Since convolution is linear in the kernel, the training objective is a linear least-squares problem that can be solved efficiently using Conjugate Gradients (CG) — no backpropagation, unrolling, or automatic differentiation is required. Each kernel is learned in under 100 CG iterations (seconds, not minutes).

This approach is based on: Fahy, Golbabaee, Ehrhardt. Greedy learning to optimize with convergence guarantees. arXiv:2406.00260, 2024.

Training

Kernels were trained on a small subset of the available datasets (5 out of 13). Due to the heterogeneity of PET scanner geometries across datasets, the kernels are trained to be iteration-dependent but not data-adaptive — the same kernel $K_t$ is applied to all datasets at iteration $t$, relying on the preconditioned gradient $P_t \tilde{g}_t$ to absorb scanner-specific differences.

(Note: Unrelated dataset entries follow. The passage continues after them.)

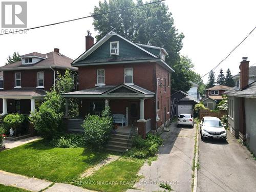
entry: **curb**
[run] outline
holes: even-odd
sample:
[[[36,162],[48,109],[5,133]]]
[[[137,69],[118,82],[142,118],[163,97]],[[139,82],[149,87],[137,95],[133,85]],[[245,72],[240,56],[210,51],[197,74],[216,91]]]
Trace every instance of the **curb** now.
[[[194,172],[194,186],[193,186],[193,192],[197,192],[197,172],[198,167],[197,164],[198,163],[198,127],[197,127],[197,145],[196,145],[196,157],[195,160],[195,172]]]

Learned kernels are used for the first epoch only (when the full gradient is computed). Beyond the first epoch, stochastic subset gradients made the learning signal too noisy — learned kernels converged to approximately zero. After the first epoch, the algorithm switches back to standard MaGeZ with a hand-tuned decreasing step size schedule.

Submitted algorithms

Submission 1: Whole-object kernel loss

The kernel regression loss is computed over the whole-object mask:

$$K_t^* = \arg\min_K \sum_{n=1}^{N} | x_{t,n} - K * (P_{t,n} \tilde{g}_{t,n}) - x_n^\star |_{M_{\mathrm{obj},n}}^2$$

Submission 2: VOI-aware kernel loss

The kernel regression loss uses a weighted combination that directly targets the PETRIC2 evaluation metrics. For whole-object and background masks, per-voxel MSE is used (proxy for NRMSE). For each VOI region, the squared error of means is used (proxy for AEM):

$$K_t^* = \arg\min_K \sum_{n=1}^{N} \frac{1}{C_n} \left[ \sum_{j \in {\mathrm{obj}, \mathrm{bg}}} \frac{1}{|M_{j,n}|} \sum_{i \in M_{j,n}} (\hat{x}_n^{(i)} - x_n^{\star(i)})^2 + \sum_{k=1}^{K_n} \big(\mathrm{mean}(\hat{x}_n; R_{k,n}) - \mathrm{mean}(x_n^\star; R_{k,n})\big)^2 \right]$$

where $\hat{x}n = x{t,n} - K * (P_{t,n} \tilde{g}_{t,n})$.

Full algorithm

  1. Epoch 1 ($t = 0, \ldots, S-1$): use learned kernels

$$x_{t+1} = \big[ x_t - K_t^* * (P_t \tilde{g}_t) \big]_+$$

  1. Epochs ≥ 2: standard MaGeZ with $\alpha_t = 1.5$ for $t \le 60$, and $\alpha_t = 1$ otherwise

$$x_{t+1} = \big[ x_t - \alpha_t P_t \tilde{g}_t \big]_+$$

Acknowledgements

We thank the PETRIC2 organisers for a very interesting challenge. This work builds on the MaGeZ algorithm by Ehrhardt, Schramm, and Kereta.